The unfortunate fact for Turnbull is that he now leads a country that, as Reuters writes, is just coming to grips with not only the end of a mining boom that had largely sustained it but also with the sort of “backroom machinations and party coups” that have resulted in his own rise to power and eroded corporate confidence in Canberra, the capital.

To get here, Turnbull in effect channeled Bill Clinton’s “it’s the economy, stupid,” tagline, trading in on Abbott’s penchant for sparring with his opponents, rather than focusing on the fiscal crisis, and on his reputation for looking backward when it came to areas with the potential for economic growth.

As befits a man who made millions in the tech industry, Turnbull says he’ll bank on technology, a promise that already has energized the country’s startup and tech entrepreneurs. His advice to his countrymen is to “embrace disruption,” telling Business Insider:

The Australia of the future has to be a nation that is agile, that is innovative, that is creative. We can’t be defensive. We can’t future-proof ourselves. We have to recognize that the disruption that we see driven by technology, the volatility in change, is our friend if we are agile and smart enough to take advantage of it.

Yet, despite such enthusiasm and his undeniable business bona fides, there exists little confidence in some quarters that Turnbull will be able to reverse the country’s fortunes. Time magazine certainly sounded pessimistic when it followed up on the bursting of the mining bubble by writing that China’s faltering economy was having a domino effect:

The Chinese economy — and its demand for Australian iron ore and other commodities — now appears to be slowing faster than expected. The emerging giant has been Australia’s most important export market since 2009. China alone accounted for nearly 80 percent of the value of Australia’s export growth since 2013, a contribution that’s about ten times the size of that from developed market partners like Japan or the United States . . . As China’s reform process slows the country’s growth . . . Australia is already feeling the pain.

Australian business leaders were quick to downplay concerns that China’s problems were disproportionately impacting them and dismissed the weakening of the Chinese economy as a “time of transition.” But many are nonetheless keeping a wary eye on the oft-volatile fluctuations of the world’s second-largest economy.

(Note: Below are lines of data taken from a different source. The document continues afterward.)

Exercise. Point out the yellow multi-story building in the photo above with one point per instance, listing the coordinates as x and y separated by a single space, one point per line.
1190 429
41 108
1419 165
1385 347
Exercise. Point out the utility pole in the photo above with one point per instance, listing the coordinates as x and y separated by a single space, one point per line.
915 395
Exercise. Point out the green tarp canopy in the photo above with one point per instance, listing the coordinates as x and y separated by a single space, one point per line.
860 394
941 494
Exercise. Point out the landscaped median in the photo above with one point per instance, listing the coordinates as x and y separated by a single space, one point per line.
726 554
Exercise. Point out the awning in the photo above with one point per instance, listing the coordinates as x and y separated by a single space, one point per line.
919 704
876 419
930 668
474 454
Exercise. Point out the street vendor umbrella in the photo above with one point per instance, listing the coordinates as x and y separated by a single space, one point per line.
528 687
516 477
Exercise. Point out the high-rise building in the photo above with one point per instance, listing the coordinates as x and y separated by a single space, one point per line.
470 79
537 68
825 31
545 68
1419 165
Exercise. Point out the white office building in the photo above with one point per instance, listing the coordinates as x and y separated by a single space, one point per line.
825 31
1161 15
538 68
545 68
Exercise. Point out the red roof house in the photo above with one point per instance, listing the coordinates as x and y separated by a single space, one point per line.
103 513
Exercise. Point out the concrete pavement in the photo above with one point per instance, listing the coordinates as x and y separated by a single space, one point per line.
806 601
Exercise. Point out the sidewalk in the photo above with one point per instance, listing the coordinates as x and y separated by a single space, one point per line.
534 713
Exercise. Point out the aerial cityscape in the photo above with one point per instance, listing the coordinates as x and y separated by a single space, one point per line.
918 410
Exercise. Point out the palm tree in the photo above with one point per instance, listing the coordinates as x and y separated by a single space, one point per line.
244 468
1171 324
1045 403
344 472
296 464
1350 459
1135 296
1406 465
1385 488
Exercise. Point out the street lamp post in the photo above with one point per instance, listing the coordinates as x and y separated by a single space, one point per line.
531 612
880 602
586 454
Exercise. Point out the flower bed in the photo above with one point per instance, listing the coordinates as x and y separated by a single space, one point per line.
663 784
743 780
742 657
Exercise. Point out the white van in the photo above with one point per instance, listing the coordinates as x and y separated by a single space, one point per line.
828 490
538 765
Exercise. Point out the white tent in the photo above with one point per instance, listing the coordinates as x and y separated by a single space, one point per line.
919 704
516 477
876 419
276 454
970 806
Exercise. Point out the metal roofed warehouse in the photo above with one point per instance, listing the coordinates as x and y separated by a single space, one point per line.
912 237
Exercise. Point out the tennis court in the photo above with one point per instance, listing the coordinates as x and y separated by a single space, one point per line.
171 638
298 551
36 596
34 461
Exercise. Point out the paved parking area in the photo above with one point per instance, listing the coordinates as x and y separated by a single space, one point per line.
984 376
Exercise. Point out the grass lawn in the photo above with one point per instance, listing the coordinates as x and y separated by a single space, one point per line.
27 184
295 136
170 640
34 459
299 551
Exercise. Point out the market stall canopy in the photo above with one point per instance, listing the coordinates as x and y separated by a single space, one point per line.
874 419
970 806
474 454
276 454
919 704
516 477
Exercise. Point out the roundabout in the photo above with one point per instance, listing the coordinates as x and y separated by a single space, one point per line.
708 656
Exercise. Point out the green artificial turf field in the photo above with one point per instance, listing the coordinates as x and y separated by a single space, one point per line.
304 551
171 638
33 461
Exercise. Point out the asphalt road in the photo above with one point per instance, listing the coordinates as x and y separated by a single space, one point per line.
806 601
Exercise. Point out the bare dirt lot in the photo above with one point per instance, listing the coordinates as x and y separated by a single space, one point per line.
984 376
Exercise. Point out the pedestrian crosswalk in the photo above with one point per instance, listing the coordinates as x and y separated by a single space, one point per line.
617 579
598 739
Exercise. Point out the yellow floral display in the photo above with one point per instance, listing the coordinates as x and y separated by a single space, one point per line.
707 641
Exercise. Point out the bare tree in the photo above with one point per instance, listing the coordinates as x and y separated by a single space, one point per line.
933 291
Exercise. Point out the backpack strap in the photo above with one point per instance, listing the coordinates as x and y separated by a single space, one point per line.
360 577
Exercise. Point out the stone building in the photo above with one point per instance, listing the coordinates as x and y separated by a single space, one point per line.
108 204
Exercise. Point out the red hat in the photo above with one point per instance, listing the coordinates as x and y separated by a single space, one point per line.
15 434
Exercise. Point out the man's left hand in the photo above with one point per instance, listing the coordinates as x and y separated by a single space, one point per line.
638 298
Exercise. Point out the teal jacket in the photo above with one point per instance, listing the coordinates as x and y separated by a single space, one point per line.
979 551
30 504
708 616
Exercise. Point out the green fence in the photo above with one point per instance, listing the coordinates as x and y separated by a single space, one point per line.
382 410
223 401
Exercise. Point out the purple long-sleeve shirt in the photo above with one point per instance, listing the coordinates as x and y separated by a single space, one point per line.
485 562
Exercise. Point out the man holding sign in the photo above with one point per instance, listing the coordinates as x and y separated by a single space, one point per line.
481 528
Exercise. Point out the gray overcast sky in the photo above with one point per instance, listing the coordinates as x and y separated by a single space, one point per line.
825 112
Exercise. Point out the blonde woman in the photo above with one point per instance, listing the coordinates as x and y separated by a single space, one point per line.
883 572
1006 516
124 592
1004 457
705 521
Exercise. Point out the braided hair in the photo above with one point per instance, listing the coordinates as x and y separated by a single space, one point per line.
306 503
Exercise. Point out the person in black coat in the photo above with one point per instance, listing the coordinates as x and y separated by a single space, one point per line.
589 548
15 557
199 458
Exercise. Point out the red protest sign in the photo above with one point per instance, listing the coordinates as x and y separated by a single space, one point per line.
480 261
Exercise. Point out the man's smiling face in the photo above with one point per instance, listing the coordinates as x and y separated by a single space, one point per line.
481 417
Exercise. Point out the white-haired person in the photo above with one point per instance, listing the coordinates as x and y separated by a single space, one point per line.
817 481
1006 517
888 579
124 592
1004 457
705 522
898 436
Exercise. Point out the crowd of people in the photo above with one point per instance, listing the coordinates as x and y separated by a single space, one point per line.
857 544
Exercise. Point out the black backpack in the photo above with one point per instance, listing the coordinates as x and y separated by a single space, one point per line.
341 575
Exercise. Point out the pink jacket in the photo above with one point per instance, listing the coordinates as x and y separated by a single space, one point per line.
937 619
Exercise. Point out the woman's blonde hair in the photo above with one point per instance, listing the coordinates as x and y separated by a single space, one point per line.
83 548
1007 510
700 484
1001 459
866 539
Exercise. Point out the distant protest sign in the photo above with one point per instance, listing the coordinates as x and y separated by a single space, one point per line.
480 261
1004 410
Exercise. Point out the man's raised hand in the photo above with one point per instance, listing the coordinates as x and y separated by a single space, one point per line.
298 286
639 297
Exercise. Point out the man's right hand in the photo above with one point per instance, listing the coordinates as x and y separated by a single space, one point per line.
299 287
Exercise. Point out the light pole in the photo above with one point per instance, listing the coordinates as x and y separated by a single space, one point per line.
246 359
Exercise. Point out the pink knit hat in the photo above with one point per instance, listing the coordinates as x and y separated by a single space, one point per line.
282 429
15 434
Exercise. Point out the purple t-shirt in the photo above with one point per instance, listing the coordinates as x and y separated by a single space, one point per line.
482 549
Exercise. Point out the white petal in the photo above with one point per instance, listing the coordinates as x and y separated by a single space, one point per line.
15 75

For even if China were to experience an unexpected boom, it would take time for it to trickle down to Australia, where the jobless rate, according to The Guardian, has held steady at 6 percent even as young Australians – the demographic counted on to drive Turnbull’s “new economy” – find themselves increasingly jobless, unmarried and facing a less than desirable future of moving in with their parents.